Finding your K-1 balance

Ask a LP when they would like their K-1 to arrive this year and they’re likely to respond “yesterday”.

At the moment hundreds of private equity firms are in the process of preparing the Schedule K-1s, which provide US-based LPs with their allocation of a fund’s partnership income, deductions, gains and losses to meet their tax filing obligations. As any GP would be able to tell you, it’s a time-consuming exercise in light of the complexity of fund structures used today, the varying information needs of investors with different tax profiles and a greater number of information requests from LPs on the K-1 that are often pages of questions long.

Strategic LPs are making early K-1 requests in the hopes a percentage of GPs will be able to deliver on time, or convince those that can’t to deliver earlier than they otherwise would

Many LPs are sending these questionnaires to their GPs in December and January, requesting the K-1 (or at least a draft K-1), along with the completed questionnaire to be delivered as early as mid-February to meet a 15 April filing deadline. GPs may scoff at the request, but failing to communicate a more realistic timetable upfront can damper investor relations. Sources tell PE Manager that GPs don’t always give their full effort when answering unreasonable K-1 requests from less influential LPs, or at times even ignore the request completely. 

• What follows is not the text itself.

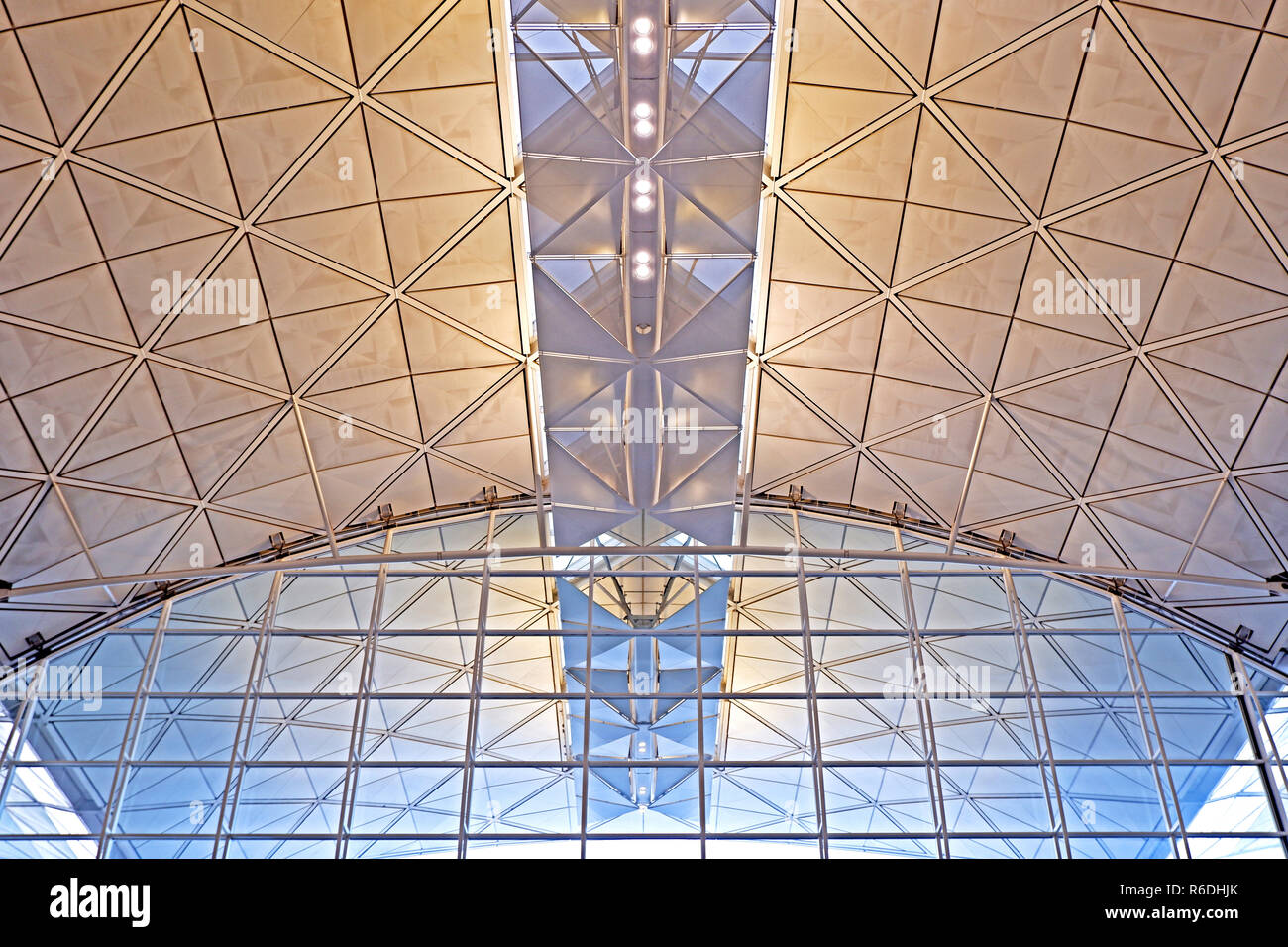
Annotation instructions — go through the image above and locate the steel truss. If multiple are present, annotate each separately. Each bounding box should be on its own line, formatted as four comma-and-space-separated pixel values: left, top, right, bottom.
0, 506, 1288, 858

Clearly that can leave investors annoyed. To be fair, some suggest strategic LPs are making early K-1 requests in the hopes a percentage of GPs will be able to deliver on time, or convince those that can’t to deliver earlier than they otherwise would, all with an understanding that most will miss the mark. Then again other LPs have made K-1 deadline requests fully expecting GPs to meet their deadlines. Either way, a firm that proactively explains when the K-1 information can reasonably be made available is better than one who does not. And with K-1s being delivered later each year (due in part to more complicated IRS reporting procedures in recent years) that communication strategy is made all the more valuable.   

There’s a middle ground to consider here too. Most firms will make available a draft K-1 report that provides LPs a majority of the fund tax information they need before 15 April. But even a draft K-1 can come late. The tendency among some GPs and their accounting firms might be to wait until the year-end audit report is signed off before commencing the K-1 preparation process. That can be a mistake. According to EisnerAmper tax partner Jay Bakst, the audit is often held up by factors that have no bearing on the K-1s – for example wording in the footnotes or a representation letter – but the numbers needed for tax-related work are often locked-in far before then. Bakst suggests that the key is for the auditors, tax preparers, and GPs to identify that point so that the K-1 process is not unnecessarily delayed.

In the end, a well-executed K-1 delivery is a good mark on your firm’s operations in the eyes of LPs. And the good news is that investors largely understand that filing a tax extension request is the norm as not every GP is capable of meeting April deadlines. But communicating in advance when the K-1 should be expected helps eliminate requests that can be a GP’s very own Mission Impossible.